An illustration shows a right inclined transversal passing through two parallel lines labeled upper M and upper N. Four angles are formed at the intersections of the transversal with upper M and upper N.

If M and N are parallel and angle 1 is 135° , what is the sum of angle 6 and angle 8?

(1 point)

°

1 answer

Given that angle 1 is 135° and the lines M and N are parallel, we can analyze the relationships between the angles formed by the transversal.

Angle 1 is an exterior angle on the top side of the transversal. The angle directly opposite angle 1 (angle 5) is also 135° since they are vertical angles and are equal.

Since angles on a straight line sum to 180°, we can find angle 2:

\[ \text{Angle 2} = 180° - \text{Angle 1} = 180° - 135° = 45° \]

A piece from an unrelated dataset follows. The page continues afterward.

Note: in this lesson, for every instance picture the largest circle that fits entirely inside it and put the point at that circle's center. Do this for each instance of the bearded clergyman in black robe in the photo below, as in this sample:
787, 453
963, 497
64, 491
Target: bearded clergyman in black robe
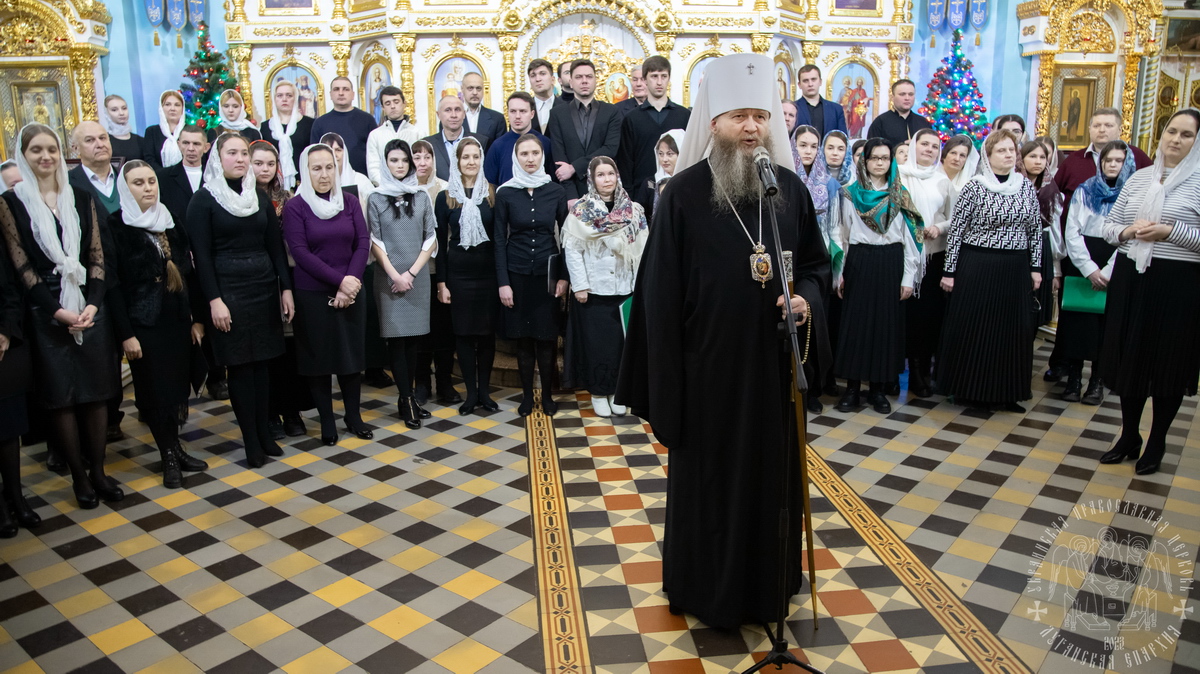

Now, looking at angle 2 and angle 6 which are corresponding angles (because they are in the same position relative to the parallel lines and the transversal), we can say:

\[ \text{Angle 6} = \text{Angle 2} = 45° \]

Next, angle 6 is supplementary to angle 8 (because they are on the same line created by the transversal where angle 8 is located). Therefore, we find angle 8 as follows:

\[ \text{Angle 8} = 180° - \text{Angle 6} = 180° - 45° = 135° \]

Now we can find the sum of angle 6 and angle 8:

\[ \text{Sum of angle 6 and angle 8} = \text{Angle 6} + \text{Angle 8} = 45° + 135° = 180° \]

Thus, the sum of angle 6 and angle 8 is:

\[ \boxed{180°} \]